Cynthia Brumfield / Metacurity  
Things Are Looking Up for Women at DEFCON, But Problems Still Linger

By Cynthia Brumfield,

(Las Vegas, NV) The annual gathering of the world’s top hackers, DEFCON, was a double-sided coin when it came to gender issues at the majority male event. At its best, this year’s DEFCON attracted more women, and more women appeared as contestants at DEFCON or DEFCON-related challenges, than ever before, according to many attendees. Jennifer Steffens, CEO of cybersecurity solutions provider IOActive, said that this year’s DEFCON was “one of the most inclusive events” for women she has attended in her many years of attendance. “Even men are calling it out.”

This year’s R00TZ events, aimed at teaching hacking skills to children between eight and 16 years old, appeared to have a 50/50 ratio when it came to gender, according to a female IT executive at DEFCON. DARPA’s Cyber Grand Challenge Final Event, which capped a groundbreaking initiative to test the idea of automated cyber reasoning systems, featured three teams with female members.  And this year’s DEFCON featured a two-day Tiaracon to advance the careers of women in cybersecurity.

DEFCON'S Hacker Jeopardy 2016 via @dhelder

DEFCON’S Hacker Jeopardy 2016 via @dhelder

At its worst, however, DEFCON maintained what is a less-than-enlightened attitude toward women, highlighted by the oldest contest of the event, Hacker Jeopardy. During the 2016 Hacker Jeopardy contest, scantily clad females delivered drinks to the contestants (with one female server plopping a sex toy resembling a male sex organ on the speakers’ dais) while questions were posed about male sex organs.

In an ironic bit of justice, a women hacker who goes by the name Banaside, won the contest.

But that didn’t really dampen the concerns among the hacking community.

One DEFCON attendee, Emily Maxima, was so perturbed by the event, she posted a piece on Medium entitled When Will DEFCON Stop Being A Massive Sexist Cringe-Fest? It wasn’t her first run-in with bad behavior at DEFCON and she pointed back to a 2012 piece by Valerie Aurora entitled DEFCON: Why conference harassment matters (written in a year when conference organizers agreed to fund a red/yellow card project involving cards to hand out at DEFCON if someone was saying or doing something inappropriate).

IOActive's Wine, Women and Wisdom networking event.

IOActive’s Wine, Women and Wisdom networking event.

Yet even this year’s Hacker Jeopardy had another bright spot for women, aside from its female winner. Ten years ago, “they had actual strippers that got naked,” Steffens of IOActive said.

Steffens, who leads women’s cybersecurity networking events wherever she goes, makes a distinction between the cybersecurity industry and the hacking community.

“Security is a broader spectrum. Hacking is a very highly technical skill,” she said. The cybersecurity sector embraces a growing and much larger female workforce. But even in the hacker community “the culture is changing,” according to Steffens. She worries that too much focus on the “poor socialization skills” of some hackers could have the unintended consequence of turning girls and women away from the field, perpetuating its male dominance.

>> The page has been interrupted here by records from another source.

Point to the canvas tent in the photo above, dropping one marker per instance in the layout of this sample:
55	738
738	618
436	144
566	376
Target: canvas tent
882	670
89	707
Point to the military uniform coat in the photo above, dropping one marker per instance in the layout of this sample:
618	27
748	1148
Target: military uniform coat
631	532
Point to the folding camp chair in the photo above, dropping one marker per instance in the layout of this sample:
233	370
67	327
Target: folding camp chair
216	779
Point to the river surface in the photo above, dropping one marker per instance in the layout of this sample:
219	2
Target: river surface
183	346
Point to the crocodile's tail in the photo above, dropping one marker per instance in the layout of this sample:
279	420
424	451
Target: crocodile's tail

Still, “hypersexuality doesn’t belong at conferences,” Debra Farber, Co-Founder of Women in Security and Privacy said. When she saw what was going on during Hacker Jeopardy, Farber said she felt “like we took 20 steps back.”

Part of the gender objectification atmosphere is the location. “It’s hard to take Vegas out of Vegas,” one male attendee said. But a big part of it is the longstanding tolerance of conference organizers, despite DEFCON’s established Code of Conduct, which clearly states the conference wants “a safe and productive environment for everyone” and “insulting or harassing other participants is unacceptable.” It doesn’t help that many of the male attendees see no problem with what happened at Hacker Jeopardy.

One solution to this problem is to create female-oriented tracks at DEFCON, such as Tiaracon, and at other hacking and cybersecurity venues too. But that raises the question of whether “women-oriented” educational sessions perpetuate the notion of gender inequality or worse create networking opportunities where men feel uncomfortable, as was widely rumored to be the case among some of the attendees.

“Cybersecurity should be gender neutral, but there has to be a support system [for women] in place,” Tracy Maleeff of Sherpa Intelligence said. “We invite the women out but don’t keep the men away,” Steffens said regarding her own networking events. Even so given the problems women hackers face, “I don’t think it’s wrong to have a women-only event,” she added.